Gallup also wrote the following:
Over three-quarters of Americans support four of the six proposals in the June 15-16 Gallup survey. In addition to the pathway for citizenship, increased border security wins broad public support, as do a proposal that would allow engineers and scientists who earn graduate degrees in the U.S. to remain in the country and work, and legislation that would require business owners to check the immigration status of any employee they hire.
Fewer Americans —although still a majority— would vote for a law allowing a business to hire an immigrant for an open position after unsuccessfully searching for an American willing to do the job.
This latest poll is in stark contrast to a May poll from Quinnipiac University which “found that 52 percent of registered voters nationwide believe undocumented immigrants ‘should be allowed to stay in the United States and to eventually apply for US citizenship,’ down from 59 percent…” According the reports about that poll, “30 percent said that those undocumented immigrants should be required to leave, a jump from 25 percent who said the same a month ago.”

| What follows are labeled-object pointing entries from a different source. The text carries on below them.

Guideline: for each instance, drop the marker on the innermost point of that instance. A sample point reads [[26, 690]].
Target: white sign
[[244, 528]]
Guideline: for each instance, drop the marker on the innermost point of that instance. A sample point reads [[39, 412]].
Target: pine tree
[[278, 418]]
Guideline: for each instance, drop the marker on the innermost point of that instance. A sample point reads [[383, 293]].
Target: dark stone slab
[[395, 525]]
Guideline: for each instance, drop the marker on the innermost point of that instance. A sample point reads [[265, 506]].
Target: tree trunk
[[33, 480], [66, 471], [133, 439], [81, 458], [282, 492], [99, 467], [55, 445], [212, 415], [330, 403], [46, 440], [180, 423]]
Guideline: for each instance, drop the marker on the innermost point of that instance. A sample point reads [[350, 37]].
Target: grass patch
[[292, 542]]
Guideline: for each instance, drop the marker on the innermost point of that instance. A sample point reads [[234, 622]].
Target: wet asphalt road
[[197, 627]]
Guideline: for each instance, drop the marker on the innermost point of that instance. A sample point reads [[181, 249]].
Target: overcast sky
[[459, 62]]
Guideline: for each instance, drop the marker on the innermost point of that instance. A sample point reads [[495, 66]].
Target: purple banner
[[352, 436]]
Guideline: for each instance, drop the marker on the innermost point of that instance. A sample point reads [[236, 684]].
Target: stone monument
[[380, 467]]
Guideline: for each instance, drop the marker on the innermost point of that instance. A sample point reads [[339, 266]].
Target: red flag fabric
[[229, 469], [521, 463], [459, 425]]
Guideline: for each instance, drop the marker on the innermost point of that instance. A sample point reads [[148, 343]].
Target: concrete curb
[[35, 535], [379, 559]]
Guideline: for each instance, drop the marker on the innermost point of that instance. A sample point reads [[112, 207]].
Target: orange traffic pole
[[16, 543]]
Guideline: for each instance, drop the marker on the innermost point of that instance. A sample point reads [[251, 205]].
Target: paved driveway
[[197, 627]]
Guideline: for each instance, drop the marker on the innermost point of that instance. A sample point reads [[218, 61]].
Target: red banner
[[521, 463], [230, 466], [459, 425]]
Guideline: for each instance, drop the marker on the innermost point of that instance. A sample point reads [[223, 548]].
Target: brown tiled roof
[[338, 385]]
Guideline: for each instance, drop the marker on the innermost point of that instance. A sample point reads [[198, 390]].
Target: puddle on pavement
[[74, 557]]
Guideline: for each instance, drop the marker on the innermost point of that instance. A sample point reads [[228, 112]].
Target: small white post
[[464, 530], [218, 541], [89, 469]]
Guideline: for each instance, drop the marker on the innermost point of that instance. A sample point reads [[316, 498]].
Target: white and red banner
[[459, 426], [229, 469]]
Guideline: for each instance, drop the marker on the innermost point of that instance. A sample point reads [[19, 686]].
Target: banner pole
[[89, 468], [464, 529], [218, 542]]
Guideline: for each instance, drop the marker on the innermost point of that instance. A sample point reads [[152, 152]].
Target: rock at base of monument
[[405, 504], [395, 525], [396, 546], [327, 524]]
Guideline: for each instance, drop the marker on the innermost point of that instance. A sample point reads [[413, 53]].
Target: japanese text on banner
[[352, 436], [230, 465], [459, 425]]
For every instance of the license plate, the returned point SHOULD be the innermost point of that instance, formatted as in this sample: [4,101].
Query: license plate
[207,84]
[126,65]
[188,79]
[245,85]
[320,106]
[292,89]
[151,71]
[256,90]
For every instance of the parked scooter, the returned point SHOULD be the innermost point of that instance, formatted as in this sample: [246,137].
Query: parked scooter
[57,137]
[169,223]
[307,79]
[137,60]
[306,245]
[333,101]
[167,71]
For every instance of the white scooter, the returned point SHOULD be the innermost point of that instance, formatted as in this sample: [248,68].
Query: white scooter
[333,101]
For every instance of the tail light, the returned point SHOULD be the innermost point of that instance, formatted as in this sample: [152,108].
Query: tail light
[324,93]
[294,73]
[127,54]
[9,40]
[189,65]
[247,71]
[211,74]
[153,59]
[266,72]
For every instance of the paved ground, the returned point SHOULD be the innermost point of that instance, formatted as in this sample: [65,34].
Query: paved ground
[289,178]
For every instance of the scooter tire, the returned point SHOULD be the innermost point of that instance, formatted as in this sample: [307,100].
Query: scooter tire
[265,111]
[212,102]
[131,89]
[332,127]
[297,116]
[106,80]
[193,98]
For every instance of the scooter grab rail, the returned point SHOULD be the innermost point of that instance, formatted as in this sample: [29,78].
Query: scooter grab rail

Gallup’s latest poll also said that “Five of the six immigration policy measures receive majority support from Democrats, independents, and Republicans, despite the intense partisan wrangling in Congress over immigration reform. The exception is the proposal to vary the number of immigrants allowed into the country based on the economy, which Democrats and independents generally favor but falls short of majority Republican support.”
Gallup continued: “The largest difference between Democrats’ and Republicans’ views is found on the proposed measure requiring employers to check the status of employees they hire: 90% of Republicans support this, compared with 74% of Democrats — a 16-percentage-point gap. Further, while 81% of Democrats support increasing the resources provided to the Border Patrol, Republicans, at 95%, support it almost universally.”
As for implications about the poll, Gallup wrote:
A majority of Americans support each of six different immigration reform proposals when asked about them individually in a referendum format. However — as was seen in the debate over the Affordable Care Act — support for proposed legislation as a whole and support for its constituent parts can sometimes differ. Therefore, although Americans’ widespread support for the six immigration proposals seems to suggest they would favor the type of bill the Senate is currently debating, this may not necessarily be the case.
Additionally, controversies in Congress have arisen not just over the bill’s specific provisions, but also over the order in which the provisions become law, with some legislators insisting that the border security goals must be reached before other components of the bill kick in.